Enhanced risk-reduction counselling did not substantially benefit the “low-risk” participants compared to those who received standard counselling. However, “high-risk” participants who received enhanced counselling were more likely to reduce their risky behaviors and less likely to become infected with HIV in the year after completing nPEP.
Both at study entry and one year after completing nPEP, researchers asked the participants how many unprotected sex acts they had had during the previous six months. Among “high-risk” participants there was an average decrease in unprotected sex as follows:
- Standard counselling - 7 fewer acts of unprotected sex
- Enhanced counselling - 13.2 fewer acts of unprotected sex
The percent of “high-risk” participants who became infected with HIV within one year after receiving nPEP were as follows:
- Standard counselling - 12.3% became infected
- Enhanced counselling - 2.4% became infected
Therefore, additional infections were prevented among “high-risk” participants by combining nPEP with enhanced counselling. Among “high-risk” participants, enhanced counselling reduced the absolute risk of HIV infection by 9.9% and the relative risk of HIV infection by 81%. The study did not report if this difference was statistically significant.
Targeting the provision of nPEP and counselling
This study suggests that, before nPEP is started, a risk assessment should be conducted.
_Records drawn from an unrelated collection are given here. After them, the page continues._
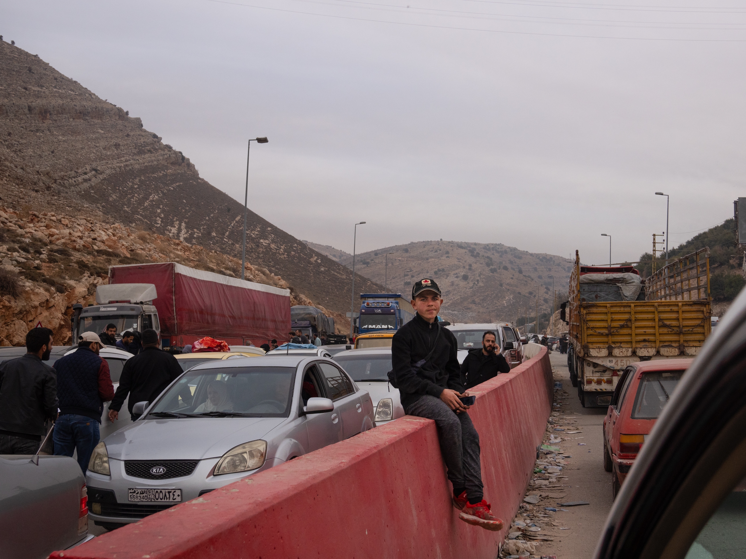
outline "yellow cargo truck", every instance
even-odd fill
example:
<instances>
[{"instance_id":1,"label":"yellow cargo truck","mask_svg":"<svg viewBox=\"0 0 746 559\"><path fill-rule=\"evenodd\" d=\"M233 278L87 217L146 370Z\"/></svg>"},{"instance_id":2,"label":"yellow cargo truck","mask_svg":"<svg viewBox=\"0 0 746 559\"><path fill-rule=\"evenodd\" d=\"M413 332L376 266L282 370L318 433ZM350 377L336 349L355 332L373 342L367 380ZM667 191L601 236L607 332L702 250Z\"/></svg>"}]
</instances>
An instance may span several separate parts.
<instances>
[{"instance_id":1,"label":"yellow cargo truck","mask_svg":"<svg viewBox=\"0 0 746 559\"><path fill-rule=\"evenodd\" d=\"M711 329L709 249L645 280L633 266L581 266L576 250L560 316L569 325L568 367L580 402L608 405L630 364L699 353Z\"/></svg>"}]
</instances>

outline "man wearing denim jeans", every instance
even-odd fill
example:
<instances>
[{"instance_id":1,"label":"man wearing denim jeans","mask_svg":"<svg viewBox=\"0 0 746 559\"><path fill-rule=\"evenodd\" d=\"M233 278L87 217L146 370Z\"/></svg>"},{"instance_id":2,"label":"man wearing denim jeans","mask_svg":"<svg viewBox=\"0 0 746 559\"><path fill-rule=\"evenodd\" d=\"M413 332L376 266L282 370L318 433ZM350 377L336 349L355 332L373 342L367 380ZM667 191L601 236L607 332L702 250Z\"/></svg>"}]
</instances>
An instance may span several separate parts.
<instances>
[{"instance_id":1,"label":"man wearing denim jeans","mask_svg":"<svg viewBox=\"0 0 746 559\"><path fill-rule=\"evenodd\" d=\"M55 363L60 417L54 424L54 454L72 456L85 474L91 453L100 439L104 402L114 397L109 364L98 356L104 344L93 332L85 332L78 350Z\"/></svg>"}]
</instances>

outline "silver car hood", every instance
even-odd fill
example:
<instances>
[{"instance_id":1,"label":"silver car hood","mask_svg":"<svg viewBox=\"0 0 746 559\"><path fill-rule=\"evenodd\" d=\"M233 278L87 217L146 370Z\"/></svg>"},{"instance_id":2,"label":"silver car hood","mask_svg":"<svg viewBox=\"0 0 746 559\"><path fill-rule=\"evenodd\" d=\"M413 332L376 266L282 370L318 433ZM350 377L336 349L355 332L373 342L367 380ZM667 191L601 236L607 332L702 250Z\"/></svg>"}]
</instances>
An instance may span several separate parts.
<instances>
[{"instance_id":1,"label":"silver car hood","mask_svg":"<svg viewBox=\"0 0 746 559\"><path fill-rule=\"evenodd\" d=\"M202 460L263 438L287 417L189 417L136 421L110 435L114 460ZM271 457L270 457L271 458Z\"/></svg>"},{"instance_id":2,"label":"silver car hood","mask_svg":"<svg viewBox=\"0 0 746 559\"><path fill-rule=\"evenodd\" d=\"M364 381L360 381L360 382L355 382L357 385L357 388L360 390L368 391L368 394L371 395L371 401L373 402L373 407L377 407L378 400L381 398L392 398L396 402L399 401L399 391L398 388L395 388L388 382L366 382Z\"/></svg>"}]
</instances>

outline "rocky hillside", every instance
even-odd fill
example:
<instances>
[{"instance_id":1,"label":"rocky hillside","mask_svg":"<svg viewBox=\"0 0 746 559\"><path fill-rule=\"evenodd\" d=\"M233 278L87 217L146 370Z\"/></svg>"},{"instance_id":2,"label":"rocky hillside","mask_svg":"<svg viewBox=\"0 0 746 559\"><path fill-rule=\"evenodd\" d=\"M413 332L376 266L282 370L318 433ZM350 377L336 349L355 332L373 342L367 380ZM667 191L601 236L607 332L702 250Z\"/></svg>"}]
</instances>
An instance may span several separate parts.
<instances>
[{"instance_id":1,"label":"rocky hillside","mask_svg":"<svg viewBox=\"0 0 746 559\"><path fill-rule=\"evenodd\" d=\"M422 241L357 254L355 271L383 285L389 252L394 253L389 255L389 289L406 297L413 282L432 277L443 290L443 316L457 322L513 322L519 315L535 316L537 292L539 313L551 312L549 276L554 277L558 294L566 294L573 265L562 256L500 244ZM351 266L351 255L339 260Z\"/></svg>"},{"instance_id":2,"label":"rocky hillside","mask_svg":"<svg viewBox=\"0 0 746 559\"><path fill-rule=\"evenodd\" d=\"M240 260L199 245L92 218L0 206L0 345L22 345L38 322L54 331L55 344L69 344L72 306L94 301L110 265L157 262L240 277ZM313 304L264 267L248 264L245 279L289 288L293 305ZM344 315L316 306L346 331Z\"/></svg>"},{"instance_id":3,"label":"rocky hillside","mask_svg":"<svg viewBox=\"0 0 746 559\"><path fill-rule=\"evenodd\" d=\"M6 207L121 224L240 258L239 203L124 107L3 41L0 123ZM350 271L251 211L246 258L319 305L348 309ZM356 284L380 288L363 277Z\"/></svg>"},{"instance_id":4,"label":"rocky hillside","mask_svg":"<svg viewBox=\"0 0 746 559\"><path fill-rule=\"evenodd\" d=\"M334 248L328 244L319 244L310 241L304 241L303 242L317 253L321 253L325 256L328 256L336 262L347 262L348 260L352 262L352 255L349 253L345 253L344 250L340 250L339 248Z\"/></svg>"}]
</instances>

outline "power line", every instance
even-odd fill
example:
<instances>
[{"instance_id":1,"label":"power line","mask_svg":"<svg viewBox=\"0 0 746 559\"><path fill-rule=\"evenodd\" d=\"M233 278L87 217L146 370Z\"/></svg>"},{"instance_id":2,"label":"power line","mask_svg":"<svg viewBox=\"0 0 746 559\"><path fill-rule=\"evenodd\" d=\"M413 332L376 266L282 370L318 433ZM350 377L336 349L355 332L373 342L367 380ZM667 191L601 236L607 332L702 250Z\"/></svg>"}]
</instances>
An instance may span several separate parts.
<instances>
[{"instance_id":1,"label":"power line","mask_svg":"<svg viewBox=\"0 0 746 559\"><path fill-rule=\"evenodd\" d=\"M433 25L424 23L408 23L405 22L390 22L383 19L369 19L362 17L351 17L349 16L334 16L327 13L316 13L314 12L304 12L297 10L287 10L286 8L268 7L266 6L257 6L251 4L241 4L239 2L231 2L228 0L207 0L207 1L216 4L226 4L231 6L241 6L242 7L253 7L257 10L268 10L274 12L285 12L287 13L301 13L306 16L317 16L319 17L328 17L335 19L349 19L357 22L371 22L373 23L388 23L394 25L406 25L408 27L421 27L431 29L448 29L451 31L480 31L484 33L498 33L508 35L530 35L533 37L570 37L573 39L609 39L628 41L665 41L673 42L746 42L746 39L669 39L663 37L604 37L601 35L571 35L559 33L532 33L530 31L507 31L498 29L477 29L474 28L451 27L447 25Z\"/></svg>"}]
</instances>

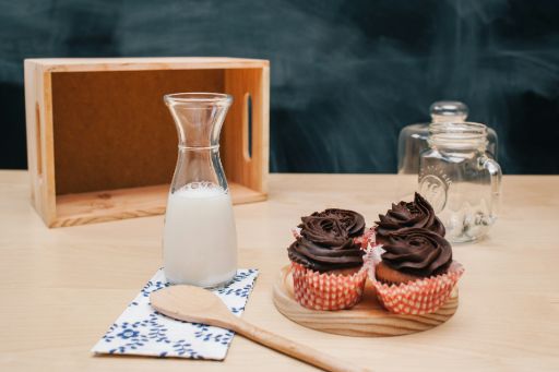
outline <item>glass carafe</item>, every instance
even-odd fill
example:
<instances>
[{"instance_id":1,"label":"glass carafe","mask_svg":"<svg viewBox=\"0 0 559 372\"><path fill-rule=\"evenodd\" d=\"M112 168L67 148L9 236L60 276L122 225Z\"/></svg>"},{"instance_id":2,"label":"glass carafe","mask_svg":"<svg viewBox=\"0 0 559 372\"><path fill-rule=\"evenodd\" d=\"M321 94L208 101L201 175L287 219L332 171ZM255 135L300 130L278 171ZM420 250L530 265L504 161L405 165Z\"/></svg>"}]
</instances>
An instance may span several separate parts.
<instances>
[{"instance_id":1,"label":"glass carafe","mask_svg":"<svg viewBox=\"0 0 559 372\"><path fill-rule=\"evenodd\" d=\"M164 272L173 284L219 286L237 271L235 219L219 159L219 132L233 98L179 93L164 100L179 137L165 214Z\"/></svg>"},{"instance_id":2,"label":"glass carafe","mask_svg":"<svg viewBox=\"0 0 559 372\"><path fill-rule=\"evenodd\" d=\"M473 122L429 125L419 157L418 192L432 205L452 242L476 240L495 224L501 168L487 155L487 127Z\"/></svg>"}]
</instances>

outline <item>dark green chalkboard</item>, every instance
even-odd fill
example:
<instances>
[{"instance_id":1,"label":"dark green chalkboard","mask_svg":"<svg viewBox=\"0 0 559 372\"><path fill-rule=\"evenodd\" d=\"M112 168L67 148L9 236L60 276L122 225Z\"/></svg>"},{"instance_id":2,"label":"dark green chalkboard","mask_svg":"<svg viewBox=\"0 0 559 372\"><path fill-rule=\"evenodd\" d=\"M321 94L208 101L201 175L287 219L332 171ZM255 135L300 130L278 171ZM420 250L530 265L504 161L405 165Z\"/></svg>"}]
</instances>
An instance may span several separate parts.
<instances>
[{"instance_id":1,"label":"dark green chalkboard","mask_svg":"<svg viewBox=\"0 0 559 372\"><path fill-rule=\"evenodd\" d=\"M0 2L0 168L24 168L22 60L270 59L271 170L393 172L433 100L493 127L509 173L558 173L559 2Z\"/></svg>"}]
</instances>

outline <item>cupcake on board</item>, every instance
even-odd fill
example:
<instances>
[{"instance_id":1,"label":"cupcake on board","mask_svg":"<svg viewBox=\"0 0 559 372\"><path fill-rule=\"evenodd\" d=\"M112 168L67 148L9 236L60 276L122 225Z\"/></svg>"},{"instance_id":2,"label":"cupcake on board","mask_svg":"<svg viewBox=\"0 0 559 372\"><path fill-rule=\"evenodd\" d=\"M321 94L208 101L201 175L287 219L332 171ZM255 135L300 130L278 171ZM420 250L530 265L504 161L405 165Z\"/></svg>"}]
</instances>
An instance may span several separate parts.
<instances>
[{"instance_id":1,"label":"cupcake on board","mask_svg":"<svg viewBox=\"0 0 559 372\"><path fill-rule=\"evenodd\" d=\"M347 232L347 236L354 240L355 243L360 244L362 249L367 249L372 229L367 229L365 226L365 217L354 211L328 208L322 212L314 212L310 216L301 217L301 224L294 230L295 238L300 236L300 230L305 227L307 219L314 217L333 218L340 221L341 227Z\"/></svg>"},{"instance_id":2,"label":"cupcake on board","mask_svg":"<svg viewBox=\"0 0 559 372\"><path fill-rule=\"evenodd\" d=\"M287 249L294 295L312 310L349 309L361 300L367 272L361 242L365 219L358 213L326 209L301 217Z\"/></svg>"},{"instance_id":3,"label":"cupcake on board","mask_svg":"<svg viewBox=\"0 0 559 372\"><path fill-rule=\"evenodd\" d=\"M380 302L399 314L436 312L464 273L452 259L444 226L418 193L379 219L376 241L382 245L372 248L367 263Z\"/></svg>"},{"instance_id":4,"label":"cupcake on board","mask_svg":"<svg viewBox=\"0 0 559 372\"><path fill-rule=\"evenodd\" d=\"M435 215L432 206L417 192L413 202L392 204L385 215L379 215L376 224L376 240L380 244L386 242L390 233L409 227L425 228L441 237L445 233L444 225Z\"/></svg>"}]
</instances>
People who access nPEP and are at high risk of infection should be provided with enhanced counselling, to reduce their risk of HIV infection after completing nPEP. However, providing enhanced counselling to individuals at low risk of infection may not be an effective use of resources.
The authors of the study conclude that nPEP “is most likely to make a public health impact only if it is targeted, used as a tool to leverage additional interventions, and the lessons learned from this study are adopted.” Hopefully this study can help guide the development of provincial or national guidelines and nPEP programs in Canada.